Cloning, sequence analysis, and expression in Escherichia coli of the gene encoding an alpha-amino acid ester hydrolase from Acetobacter turbidans.

The alpha-amino acid ester hydrolase from Acetobacter turbidans ATCC 9325 is capable of hydrolyzing and synthesizing beta-lactam antibiotics, such as cephalexin and ampicillin. N-terminal amino acid sequencing of the purified alpha-amino acid ester hydrolase allowed cloning and genetic characterization of the corresponding gene from an A. turbidans genomic library. The gene, designated aehA, encodes a polypeptide with a molecular weight of 72,000. Comparison of the determined N-terminal sequence and the deduced amino acid sequence indicated the presence of an N-terminal leader sequence of 40 amino acids. The aehA gene was subcloned in the pET9 expression plasmid and expressed in Escherichia coli.

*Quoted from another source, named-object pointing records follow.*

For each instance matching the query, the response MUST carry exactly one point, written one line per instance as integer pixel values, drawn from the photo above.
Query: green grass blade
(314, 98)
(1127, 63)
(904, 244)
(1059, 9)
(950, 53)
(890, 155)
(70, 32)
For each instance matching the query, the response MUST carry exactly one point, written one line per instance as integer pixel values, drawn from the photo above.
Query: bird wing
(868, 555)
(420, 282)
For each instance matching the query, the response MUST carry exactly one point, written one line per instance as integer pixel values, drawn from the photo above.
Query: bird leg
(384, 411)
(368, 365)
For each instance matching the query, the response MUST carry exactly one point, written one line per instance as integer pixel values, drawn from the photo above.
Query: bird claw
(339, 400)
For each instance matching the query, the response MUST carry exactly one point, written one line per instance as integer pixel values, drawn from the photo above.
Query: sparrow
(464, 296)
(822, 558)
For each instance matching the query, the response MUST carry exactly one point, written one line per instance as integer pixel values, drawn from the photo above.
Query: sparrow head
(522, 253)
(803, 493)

The recombinant protein was purified and found to be dimeric with subunits of 70 kDa. A sequence similarity search revealed 26% identity with a glutaryl 7-ACA acylase precursor from Bacillus laterosporus, but no homology was found with other known penicillin or cephalosporin acylases. There was some similarity to serine proteases, including the conservation of the active site motif, GXSYXG. Together with database searches, this suggested that the alpha-amino acid ester hydrolase is a beta-lactam antibiotic acylase that belongs to a class of hydrolases that is different from the Ntn hydrolase superfamily to which the well-characterized penicillin acylase from E. coli belongs. The alpha-amino acid ester hydrolase of A. turbidans represents a subclass of this new class of beta-lactam antibiotic acylases.